Topics: math array  

Problem Statement: Given a list of points in the plane, find the minimum time it takes to visit all the points in the list where you can move in any cardinal direction (N,S,E or W) and in a single unit of time.

Solution: The problem requires us to find the time it takes to move from one point to another and to do so with the minimum time. To solve this problem, we can use the concept of the Manhattan distance. The Manhattan distance between two points (x1, y1) and (x2, y2) is defined as the sum of the absolute differences of their coordinates:

Manhattan Distance = |x2 - x1| + |y2 - y1|

Therefore, the time it takes to move from point A to point B is equal to the maximum of the absolute difference of their x-coordinates and their y-coordinates i.e. the maximum value between |x2 - x1| and |y2 - y1|. This is because the time taken to move horizontally and vertically is equal.
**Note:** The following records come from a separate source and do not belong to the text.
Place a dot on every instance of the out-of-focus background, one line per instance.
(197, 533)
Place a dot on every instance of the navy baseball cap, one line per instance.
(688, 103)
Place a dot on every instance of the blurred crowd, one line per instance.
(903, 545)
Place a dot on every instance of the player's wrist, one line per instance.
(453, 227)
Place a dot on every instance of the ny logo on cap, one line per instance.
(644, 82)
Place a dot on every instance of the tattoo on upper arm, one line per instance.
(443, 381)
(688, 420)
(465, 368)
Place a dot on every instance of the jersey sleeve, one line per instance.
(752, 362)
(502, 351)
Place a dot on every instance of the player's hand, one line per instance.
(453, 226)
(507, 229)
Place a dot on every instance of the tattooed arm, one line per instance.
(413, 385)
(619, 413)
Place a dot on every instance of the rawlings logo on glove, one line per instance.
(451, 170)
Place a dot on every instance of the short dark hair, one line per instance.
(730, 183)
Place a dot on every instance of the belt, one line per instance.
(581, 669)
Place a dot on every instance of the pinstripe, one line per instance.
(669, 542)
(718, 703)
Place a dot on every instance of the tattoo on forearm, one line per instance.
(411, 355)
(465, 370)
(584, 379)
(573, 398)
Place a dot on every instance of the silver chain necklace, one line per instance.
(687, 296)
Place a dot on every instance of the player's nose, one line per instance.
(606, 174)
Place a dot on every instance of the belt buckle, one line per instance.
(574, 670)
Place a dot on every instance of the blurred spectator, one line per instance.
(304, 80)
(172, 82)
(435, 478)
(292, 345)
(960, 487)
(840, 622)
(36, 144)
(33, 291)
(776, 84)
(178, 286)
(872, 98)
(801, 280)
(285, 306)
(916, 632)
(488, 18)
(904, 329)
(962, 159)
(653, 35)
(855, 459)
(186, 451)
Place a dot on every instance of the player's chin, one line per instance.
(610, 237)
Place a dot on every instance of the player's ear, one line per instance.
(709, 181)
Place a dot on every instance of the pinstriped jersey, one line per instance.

To solve this problem, we can iterate over all the given points in the list and calculate the time it takes to move from the current point to the next point. We can then add this time to total time. We can repeat this for all the points in the list.

Algorithm:

  1. Define a variable "total_time" initialized as 0.
  2. Iterate over all the given points in the list, starting from the second point.
  3. For each point, calculate the time it takes to move from the current point to the next point using the Manhattan distance formula and store it in a variable "time". The time taken to move between two points is equal to the maximum value between |x2 - x1| and |y2 - y1|.
  4. Add "time" to "total_time".
  5. Return "total_time".

Pseudo code:

function minTimeToVisitAllPoints(points):
    let total_time = 0
    for i from 1 to points.length-1:
        let x_diff = abs(points[i][0]-points[i-1][0])
        let y_diff = abs(points[i][1]-points[i-1][1])
        total_time += max(x_diff, y_diff)

    return total_time

Time Complexity: The time complexity of this algorithm is O(n) because we are iterating over all the given points and performing constant operations on each point. Thus, the time complexity of this algorithm is linear in the number of points.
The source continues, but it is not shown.